Perhaps the relationship plot could have been saved had Eben or Stella been particularly well acted, but with Josh “Wall of Stone” Hartnett playing Eben, it did not even have a shot. Hartnett meanders through “30 Days of Night” in a daze. He has one emotion, stoic, and that is all. Melissa George hardly helps him, though, and is only a smidge better than Hartnett.
Sadly, Slade got Danny Huston, a solid actor to play the head vampire Marlow and then fails to use him nearly at all in the film. Ben Foster is a small ray of light in the cast, playing the role of the drifter with more emotion than the rest of the cast combined.
Slade fails to get any great performances out of the cast, though, and this will certainly fail to draw audience investment in the characters.
As for the cinematography, it has its ups and downs. In “30 Days of Night” the director and his crew do a great job of creating the town. All the sets are excellent, and the town looks legitimately Alaskan.
They also capture the weather well, from the constant gusts of wind blowing snow around to the visibility of a character’s breath. Slade also frames the characters well, making the vampires look truly evil while using interior shots to convey the humanity of the people on the run from their undead predators.

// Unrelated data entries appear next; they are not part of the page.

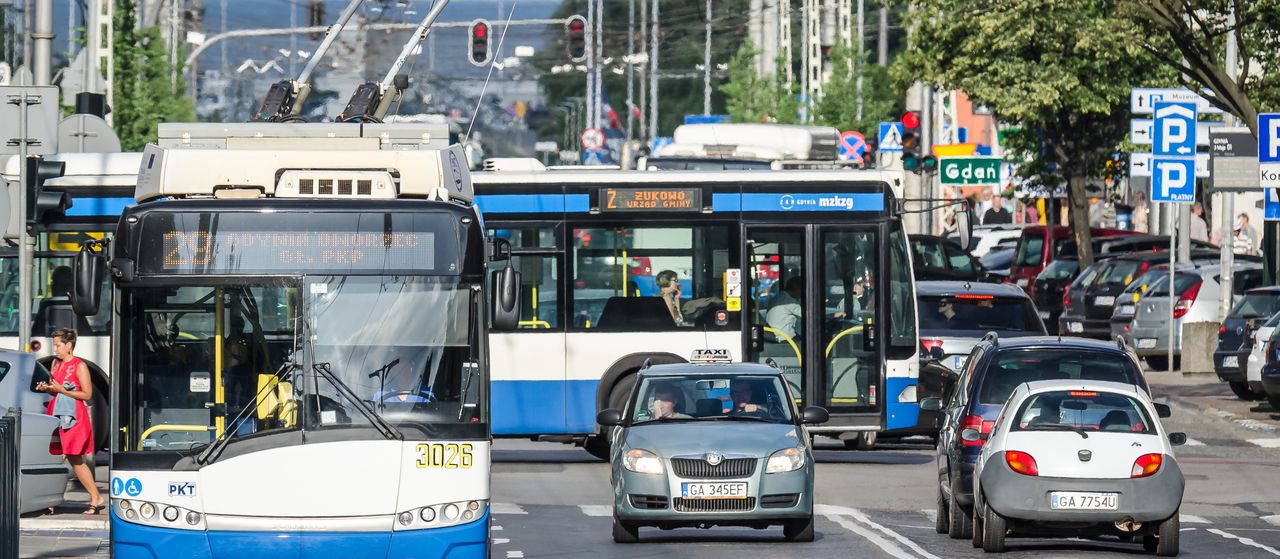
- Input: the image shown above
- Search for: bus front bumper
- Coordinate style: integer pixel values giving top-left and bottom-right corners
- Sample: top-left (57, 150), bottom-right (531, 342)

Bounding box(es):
top-left (111, 508), bottom-right (490, 559)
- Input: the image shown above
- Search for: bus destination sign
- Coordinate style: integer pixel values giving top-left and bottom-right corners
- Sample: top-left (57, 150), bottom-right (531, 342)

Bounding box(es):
top-left (602, 188), bottom-right (702, 212)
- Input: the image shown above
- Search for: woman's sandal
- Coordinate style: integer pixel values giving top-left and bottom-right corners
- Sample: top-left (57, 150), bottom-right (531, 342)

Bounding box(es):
top-left (83, 503), bottom-right (105, 515)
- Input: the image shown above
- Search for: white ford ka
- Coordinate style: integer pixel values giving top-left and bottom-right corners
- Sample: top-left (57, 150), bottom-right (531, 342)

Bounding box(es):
top-left (971, 380), bottom-right (1186, 556)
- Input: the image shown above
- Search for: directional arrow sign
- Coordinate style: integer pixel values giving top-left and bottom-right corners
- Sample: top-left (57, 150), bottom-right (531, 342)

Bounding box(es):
top-left (1130, 119), bottom-right (1220, 146)
top-left (1131, 87), bottom-right (1224, 115)
top-left (1153, 102), bottom-right (1198, 157)
top-left (1130, 152), bottom-right (1209, 178)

Yet for all of this, Slade falls into the trap of hyper-editing his action scenes. Many of the vampire attacks occur far too quickly, and it is difficult to see what is going on during many of the big action sequences, especially the biggest set piece of the film. For a movie about vampires attacking humans, it should be easy to see the vampires attacking the humans, but in many cases it just is not.

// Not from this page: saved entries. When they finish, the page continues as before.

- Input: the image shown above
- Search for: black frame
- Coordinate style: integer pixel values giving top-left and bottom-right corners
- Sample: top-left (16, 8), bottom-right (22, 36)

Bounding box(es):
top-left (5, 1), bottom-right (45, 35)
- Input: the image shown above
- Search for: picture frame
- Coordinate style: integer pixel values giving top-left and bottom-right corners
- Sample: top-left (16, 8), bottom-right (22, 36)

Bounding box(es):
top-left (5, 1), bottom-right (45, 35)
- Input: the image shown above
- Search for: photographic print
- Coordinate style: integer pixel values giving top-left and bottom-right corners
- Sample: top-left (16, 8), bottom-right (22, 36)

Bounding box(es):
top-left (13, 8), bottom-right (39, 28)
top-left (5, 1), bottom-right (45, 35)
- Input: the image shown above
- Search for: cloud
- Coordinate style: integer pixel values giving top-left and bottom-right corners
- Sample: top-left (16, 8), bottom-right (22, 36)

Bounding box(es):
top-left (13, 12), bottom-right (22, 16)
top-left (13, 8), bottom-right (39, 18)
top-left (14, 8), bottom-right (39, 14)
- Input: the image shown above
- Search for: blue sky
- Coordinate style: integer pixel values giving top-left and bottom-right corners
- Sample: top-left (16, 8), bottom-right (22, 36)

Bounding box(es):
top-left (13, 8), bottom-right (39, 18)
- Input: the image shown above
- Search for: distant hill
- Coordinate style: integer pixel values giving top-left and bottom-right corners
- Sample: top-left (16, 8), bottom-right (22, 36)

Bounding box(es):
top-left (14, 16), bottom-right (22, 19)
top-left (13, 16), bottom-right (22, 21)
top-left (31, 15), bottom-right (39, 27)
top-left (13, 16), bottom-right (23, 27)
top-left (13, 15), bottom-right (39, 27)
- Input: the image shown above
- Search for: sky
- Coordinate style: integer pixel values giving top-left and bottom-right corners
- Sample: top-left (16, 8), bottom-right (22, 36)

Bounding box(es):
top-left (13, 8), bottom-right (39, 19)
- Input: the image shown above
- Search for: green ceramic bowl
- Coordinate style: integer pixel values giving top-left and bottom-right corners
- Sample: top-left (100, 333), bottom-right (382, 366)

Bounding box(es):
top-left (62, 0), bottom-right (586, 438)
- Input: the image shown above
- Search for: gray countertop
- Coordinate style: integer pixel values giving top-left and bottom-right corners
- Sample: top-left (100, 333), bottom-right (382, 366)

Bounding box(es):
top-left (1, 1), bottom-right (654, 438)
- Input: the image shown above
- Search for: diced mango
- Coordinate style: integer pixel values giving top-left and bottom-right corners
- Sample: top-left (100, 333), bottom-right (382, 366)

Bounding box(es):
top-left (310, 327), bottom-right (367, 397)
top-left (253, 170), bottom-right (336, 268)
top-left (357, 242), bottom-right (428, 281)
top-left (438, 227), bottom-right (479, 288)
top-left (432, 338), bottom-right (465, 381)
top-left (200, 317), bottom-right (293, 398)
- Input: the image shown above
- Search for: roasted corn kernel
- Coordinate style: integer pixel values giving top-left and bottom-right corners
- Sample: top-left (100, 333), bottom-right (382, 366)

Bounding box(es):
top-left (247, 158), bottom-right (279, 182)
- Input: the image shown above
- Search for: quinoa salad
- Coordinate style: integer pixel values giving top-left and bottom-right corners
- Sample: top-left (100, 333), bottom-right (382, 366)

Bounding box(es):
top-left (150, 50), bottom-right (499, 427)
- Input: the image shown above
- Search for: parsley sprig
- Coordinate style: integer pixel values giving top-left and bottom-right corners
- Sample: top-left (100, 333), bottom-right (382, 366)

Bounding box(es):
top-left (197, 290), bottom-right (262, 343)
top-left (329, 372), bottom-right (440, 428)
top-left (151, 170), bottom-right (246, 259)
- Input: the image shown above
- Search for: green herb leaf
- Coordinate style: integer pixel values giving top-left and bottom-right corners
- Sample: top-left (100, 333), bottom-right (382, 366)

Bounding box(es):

Overall, “30 Days of Night” is a pretty run-of-the-mill vampire movie. It does not do much particularly well, but it takes an interesting concept and applies it with a certain degree of efficacy.
The plot meanders and gets saddled with unnecessary relationship issues, and the action scenes are not amazingly done, but the movie is sufficiently chilling.
If you are desperate to find a horror movie to see this fall, “30 Days of Night” is certainly an adequate alternative to the “Saw” series, but in the end, it is a film that could have been much better with a better director and cast.